Comment respecter les objectifs climatiques fixés par l’Accord de Paris de 2015, si les minerais nécessaires à la transition énergétique ne sont pas disponibles en quantité suffisante ? C’est un vrai casse-tête et c’est pour cela que l’Agence internationale de l’énergie tire la sonnette d’alarme.
Pour devenir un bon élève décarboné, il faut déjà en avoir envie, mais aussi en avoir les moyens. Si ce n’est pas possible faute de matières premières, les ambitions climatiques internationales risquent d’être très vite revues à la baisse. C’est sur ce thème que l’Agence internationale de l’énergie (AIE) interpelle aujourd’hui les États. Il est urgent, dit l’organisation, qu’ils se concertent s’ils veulent demain garantir leur approvisionnement en minerais, en particulier ceux qui sont nécessaires à la construction de voitures électriques, d’usines photovoltaïques et d’éoliennes pour ne citer que ces vecteurs d’énergie propre.
Les besoins varient pour chaque technologie. Pour être performantes, les batteries demandent du lithium, du nickel, du cobalt, du manganèse ou encore du graphite. Les terres rares, un groupe de 17 métaux, elles sont nécessaires à la construction des aimants des turbines des éoliennes notamment. Quant au cuivre, on en besoin dès qu’on parle d’électricité. L’AIE résume avec ces chiffres : une éolienne onshore a besoin de neuf fois plus de minerais qu’une centrale à gaz de taille équivalente, un véhicule électrique six fois plus qu’un modèle à essence.
La production minière ne pourra pas répondre à la demande en 2030
La demande est déjà très forte et devrait exploser d’ici à dix ans. Le décalage avec l’offre risque lui de se creuser de plus en plus pour certains minerais. Par exemple, explique l’AIE, « dans un scénario qui se conformerait aux objectifs climatiques fixés par l’Accord de Paris les réserves existantes et celles des projets miniers en cours, pourraient ne répondre qu’à la moitié des besoins estimés en cobalt et lithium d’ici à 2030 ».
Les questionnements sur la disponibilité de la matière sont liés à sa répartition inégale. Les trois quarts de l’offre des minerais nécessaires à la transition énergétique sont concentrés dans une poignée de pays, contrairement au gaz ou au pétrole mieux distribués sur la planète. À titre d’exemple, en 2019 la RDC assurait 70 % de la production minière de cobalt, la Chine, 60 % de celle des terres rares.

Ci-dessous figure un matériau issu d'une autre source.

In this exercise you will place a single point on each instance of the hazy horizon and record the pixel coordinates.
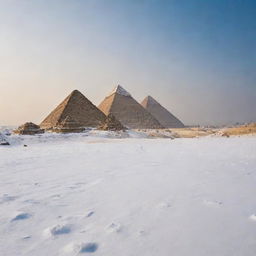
(197, 58)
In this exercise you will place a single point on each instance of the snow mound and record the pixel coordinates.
(57, 230)
(21, 216)
(80, 248)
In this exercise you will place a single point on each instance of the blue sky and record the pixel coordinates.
(197, 58)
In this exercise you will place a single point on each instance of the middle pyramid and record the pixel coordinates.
(128, 111)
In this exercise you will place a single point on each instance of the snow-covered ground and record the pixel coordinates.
(92, 195)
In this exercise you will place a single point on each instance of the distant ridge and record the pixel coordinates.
(164, 117)
(127, 110)
(76, 107)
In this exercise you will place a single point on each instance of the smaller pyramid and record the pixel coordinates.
(28, 128)
(68, 125)
(127, 110)
(111, 124)
(164, 117)
(3, 141)
(76, 107)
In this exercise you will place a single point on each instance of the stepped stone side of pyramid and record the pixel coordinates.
(77, 107)
(3, 141)
(165, 118)
(68, 125)
(128, 111)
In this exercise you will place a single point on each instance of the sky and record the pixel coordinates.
(196, 57)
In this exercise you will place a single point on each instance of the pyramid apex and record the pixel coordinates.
(120, 90)
(151, 100)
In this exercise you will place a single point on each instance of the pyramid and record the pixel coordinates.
(68, 125)
(164, 117)
(127, 110)
(78, 108)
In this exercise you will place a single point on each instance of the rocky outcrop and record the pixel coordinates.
(29, 128)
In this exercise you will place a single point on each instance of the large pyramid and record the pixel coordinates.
(165, 118)
(77, 107)
(127, 110)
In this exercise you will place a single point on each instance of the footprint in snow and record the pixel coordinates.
(114, 227)
(80, 248)
(165, 205)
(253, 217)
(214, 203)
(21, 216)
(7, 198)
(60, 229)
(89, 214)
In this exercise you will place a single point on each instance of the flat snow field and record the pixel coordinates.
(129, 197)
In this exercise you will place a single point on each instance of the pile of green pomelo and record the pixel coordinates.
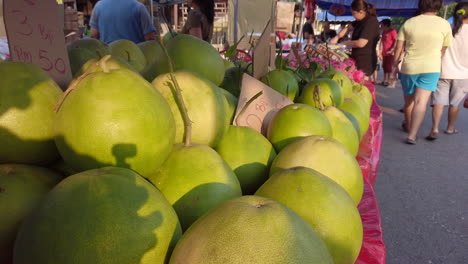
(137, 162)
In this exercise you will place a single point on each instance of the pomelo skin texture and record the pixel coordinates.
(194, 54)
(249, 154)
(296, 121)
(195, 180)
(27, 100)
(130, 52)
(115, 118)
(251, 229)
(205, 106)
(343, 129)
(327, 156)
(22, 188)
(102, 216)
(324, 204)
(282, 81)
(328, 91)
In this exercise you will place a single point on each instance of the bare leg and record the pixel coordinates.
(452, 118)
(408, 109)
(421, 97)
(437, 112)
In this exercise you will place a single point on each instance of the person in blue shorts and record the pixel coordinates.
(124, 19)
(423, 47)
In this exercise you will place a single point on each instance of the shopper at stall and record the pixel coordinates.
(453, 84)
(124, 19)
(365, 35)
(327, 33)
(200, 19)
(423, 39)
(387, 51)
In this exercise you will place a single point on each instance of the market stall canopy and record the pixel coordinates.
(395, 8)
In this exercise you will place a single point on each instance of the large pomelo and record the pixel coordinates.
(115, 118)
(359, 109)
(320, 92)
(27, 100)
(249, 154)
(22, 188)
(230, 105)
(130, 52)
(102, 216)
(282, 81)
(327, 156)
(82, 50)
(296, 121)
(343, 80)
(324, 204)
(195, 180)
(154, 55)
(206, 61)
(343, 129)
(204, 102)
(251, 229)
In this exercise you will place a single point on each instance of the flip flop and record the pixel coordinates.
(455, 131)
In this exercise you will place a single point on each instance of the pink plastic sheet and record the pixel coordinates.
(373, 248)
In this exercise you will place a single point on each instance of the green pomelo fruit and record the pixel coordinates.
(154, 55)
(343, 80)
(27, 100)
(343, 129)
(205, 106)
(22, 188)
(230, 105)
(283, 82)
(233, 80)
(113, 63)
(82, 50)
(249, 154)
(326, 156)
(251, 229)
(364, 93)
(130, 52)
(320, 92)
(195, 180)
(322, 203)
(115, 118)
(297, 121)
(101, 216)
(357, 107)
(206, 61)
(228, 64)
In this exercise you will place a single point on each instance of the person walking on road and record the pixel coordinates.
(424, 47)
(453, 84)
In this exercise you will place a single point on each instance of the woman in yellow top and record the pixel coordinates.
(423, 40)
(200, 19)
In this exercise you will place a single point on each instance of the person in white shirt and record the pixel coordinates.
(453, 84)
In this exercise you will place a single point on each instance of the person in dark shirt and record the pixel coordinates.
(364, 38)
(308, 31)
(327, 33)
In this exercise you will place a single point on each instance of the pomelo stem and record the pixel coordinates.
(180, 99)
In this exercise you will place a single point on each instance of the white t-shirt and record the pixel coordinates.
(455, 61)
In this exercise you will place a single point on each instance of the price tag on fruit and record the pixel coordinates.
(35, 34)
(257, 105)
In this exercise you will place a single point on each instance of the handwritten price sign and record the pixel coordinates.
(257, 105)
(35, 35)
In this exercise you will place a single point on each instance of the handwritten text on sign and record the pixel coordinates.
(35, 35)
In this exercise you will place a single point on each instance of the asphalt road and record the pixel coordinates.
(422, 189)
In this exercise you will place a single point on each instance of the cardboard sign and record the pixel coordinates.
(262, 53)
(35, 35)
(264, 104)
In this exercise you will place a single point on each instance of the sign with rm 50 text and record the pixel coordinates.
(35, 35)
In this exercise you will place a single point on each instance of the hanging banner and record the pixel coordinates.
(35, 35)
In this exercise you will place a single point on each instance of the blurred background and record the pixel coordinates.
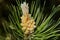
(4, 11)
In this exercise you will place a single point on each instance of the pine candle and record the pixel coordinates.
(27, 22)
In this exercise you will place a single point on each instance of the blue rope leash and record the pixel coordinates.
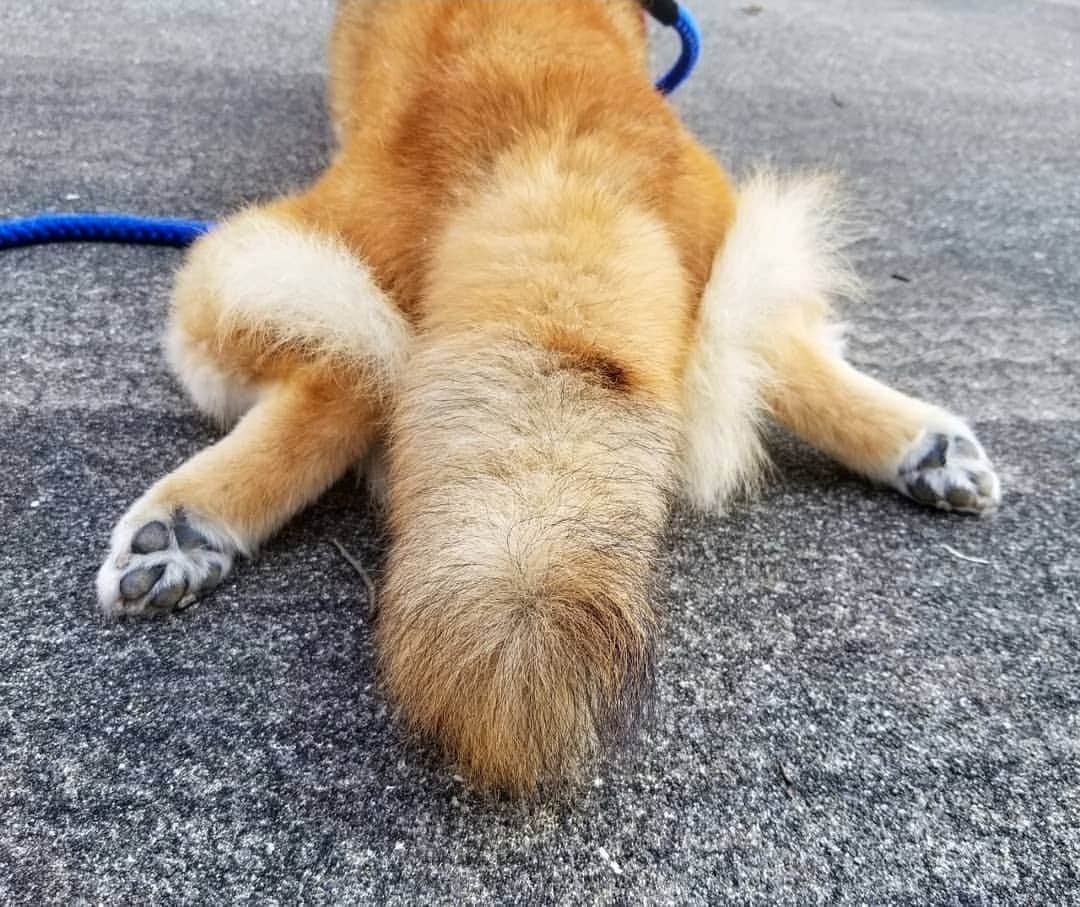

La transition énergétique pourrait être plus longue et plus coûteuse que prévu
Les interrogations sont justifiées aussi au vu de la baisse des investissements dans certains secteurs miniers, et les temps de latence sont tels entre la prospection et la mise en production – entre 10 et 20 ans souvent –, que le retard pris sera difficile à rattraper. Ne pas investir ou mal choisir sa cible, c’est courir le risque d’une transition plus longue et plus coûteuse, rappelle l’Agence internationale de l’Énergie. Un exemple encore, le prix des batteries augmenterait de 6 % si celui du lithium ou du nickel doublait.
Si les États ne clarifient pas leurs ambitions énergétiques, les futurs investissements miniers pourraient ne pas être adaptés, prévient l’AIE. Le recours au recyclage et à la recherche technologique pour trouver des métaux de substitution sont des pistes, mais ne pourront pas être les seules, préviennent les experts.